Budgeting doesn’t have to be a chore.

Let’s be real; there is nothing fun about budgeting your money.  It can be frustrating, time-consuming, and not any fun.  But, today we are here to assure you that budgeting doesn’t have to be as awful as you think. We are going to give you the tools and tips you need to get started creating a monthly budget.

Figure Out The Income You Bring In Monthly

I know that this might sound like a no-brainer, but if you don’t have a budget written down, you may not realize how much money you actually make. So, take time to figure out, after taxes, how much money you have available to spend each month.

Make A List Of The Bills You Have To Pay

These are things like rent money, car insurance, cell phones, wifi, etc. These are non-negotiable. You can’t change how much money you pay for these items, but you do need to make sure that you have enough money each month for them.
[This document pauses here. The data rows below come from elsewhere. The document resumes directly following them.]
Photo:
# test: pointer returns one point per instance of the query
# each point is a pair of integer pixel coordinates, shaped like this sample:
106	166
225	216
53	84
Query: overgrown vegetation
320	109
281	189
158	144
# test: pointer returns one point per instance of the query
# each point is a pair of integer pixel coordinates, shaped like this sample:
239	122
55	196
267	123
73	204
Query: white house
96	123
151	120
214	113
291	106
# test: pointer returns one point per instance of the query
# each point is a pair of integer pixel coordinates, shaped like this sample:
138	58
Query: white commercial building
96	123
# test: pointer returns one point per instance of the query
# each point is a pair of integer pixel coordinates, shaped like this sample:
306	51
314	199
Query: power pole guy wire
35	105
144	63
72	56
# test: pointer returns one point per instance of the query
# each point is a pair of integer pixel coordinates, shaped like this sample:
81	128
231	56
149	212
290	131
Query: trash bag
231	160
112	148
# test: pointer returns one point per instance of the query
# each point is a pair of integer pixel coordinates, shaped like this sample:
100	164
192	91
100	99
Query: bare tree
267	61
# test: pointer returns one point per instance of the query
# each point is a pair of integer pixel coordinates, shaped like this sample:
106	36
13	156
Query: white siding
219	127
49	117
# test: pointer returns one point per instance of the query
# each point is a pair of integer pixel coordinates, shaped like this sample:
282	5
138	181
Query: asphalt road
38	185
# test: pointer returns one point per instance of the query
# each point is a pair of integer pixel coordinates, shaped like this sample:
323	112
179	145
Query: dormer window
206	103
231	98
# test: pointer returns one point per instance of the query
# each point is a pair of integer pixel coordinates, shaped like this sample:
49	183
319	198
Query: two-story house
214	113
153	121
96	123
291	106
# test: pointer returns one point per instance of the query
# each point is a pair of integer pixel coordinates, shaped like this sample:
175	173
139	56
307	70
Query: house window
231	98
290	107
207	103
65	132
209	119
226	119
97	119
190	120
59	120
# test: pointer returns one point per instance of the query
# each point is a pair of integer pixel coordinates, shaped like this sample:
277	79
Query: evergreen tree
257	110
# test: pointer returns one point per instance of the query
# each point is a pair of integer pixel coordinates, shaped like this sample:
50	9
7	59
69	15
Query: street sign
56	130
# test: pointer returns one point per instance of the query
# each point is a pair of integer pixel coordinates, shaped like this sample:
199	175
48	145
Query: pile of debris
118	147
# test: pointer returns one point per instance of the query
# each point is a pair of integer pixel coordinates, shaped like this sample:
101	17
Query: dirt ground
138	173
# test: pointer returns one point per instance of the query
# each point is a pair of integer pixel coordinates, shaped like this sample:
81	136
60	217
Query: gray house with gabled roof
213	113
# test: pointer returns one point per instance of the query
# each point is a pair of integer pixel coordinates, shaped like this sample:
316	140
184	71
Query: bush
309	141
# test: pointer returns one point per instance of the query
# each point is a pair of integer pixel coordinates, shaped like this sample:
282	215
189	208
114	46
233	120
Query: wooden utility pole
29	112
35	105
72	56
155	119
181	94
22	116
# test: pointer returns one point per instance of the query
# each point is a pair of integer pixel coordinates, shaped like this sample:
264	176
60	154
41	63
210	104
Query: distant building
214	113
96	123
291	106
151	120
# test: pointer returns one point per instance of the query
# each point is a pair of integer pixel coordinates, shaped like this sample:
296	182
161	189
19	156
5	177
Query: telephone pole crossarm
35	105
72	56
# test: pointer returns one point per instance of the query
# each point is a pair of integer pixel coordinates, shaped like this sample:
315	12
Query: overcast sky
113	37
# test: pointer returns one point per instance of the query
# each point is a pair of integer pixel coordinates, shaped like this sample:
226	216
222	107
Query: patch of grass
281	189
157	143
After you eliminate these things from your budget, you have the money you can freely spend each month.

But, What About Savings?

Hopefully, if you are gainfully employed, your company offers a 401(K) or an equivalent that you can buy into. If you are unsure what that means, you may want to check out our article here. But, if you don’t have a 401(K), then you need to be saving money for your retirement. And, it is never too early to start.

I would suggest opening up a separate savings account where you can put this money each month. Look at your budget after you’ve saved money for those necessary bills, and figure out what you can keep from that. Now, you don’t want to save too much, so you’re left with hardly any to spend, but you also want to find a balance of still saving enough. It may take a couple of months of budgeting to figure out the right amount for you.

Think Groceries, Think Gas

Before you figure out the exact amount you want to save each month, you need to make sure you can eat and get to places first. Paying for groceries and gas is not a fixed price per month. It can easily change based on gas prices rising or if you need more food for guests.  I would suggest that you set aside more money than you think you will spend each month in this area. You don’t want to dip into your savings if the unexpected happens.

Try tracking how much you spend on your gas and groceries for a couple of weeks or months.  It might help to record and keep track of these numbers so that you can go back to the data before you make a decision.  If you want to cut back in some areas, see if you can get food at a cheaper grocery store like an Aldis, or buy products that aren’t name brand.

The Fun Part

After you have budgeted for all that unfun stuff, you should be left with the money you can use for the activities you like. I would suggest setting a spending limit for each weekend. That way you aren’t tempted to spend more money than you have on shopping, eating out, and movie tickets.  If you don’t have the money to go out to eat with a friend, why not take a nice walk instead? Or, have them come eat dinner at your house. Don’t sacrifice your time with friends and family because you don’t have a ton of money. Real friends can have fun doing anything together.

Get In The Habit Of Budgeting

This might seem pointless at first, but once you create a habit out of budgeting, you are going to see the benefits in your life. You never again will have to wonder if you’ll have enough money for something in the future, or have a declined card.

Expect Rainy Days

Expect that there are going to be times where your car needs to be fixed, your fridge broke, and you have to buy a gift for your mom’s birthday, that all happen in the same month. There are going to be months you’ll have to spend more than you budgeted for.  That is why it’s a good idea to keep extra money, or emergency money tucked away.  This could be as simple as putting ten dollars away each month or saving the money that you get for holidays or birthdays instead of spending it all. Make sure that you are covered for when hard times come.

As you can see, planning a budget doesn’t have to be so painful. But, by taking these steps, you will be one step closer to being the responsible adult you’ve always wanted to be.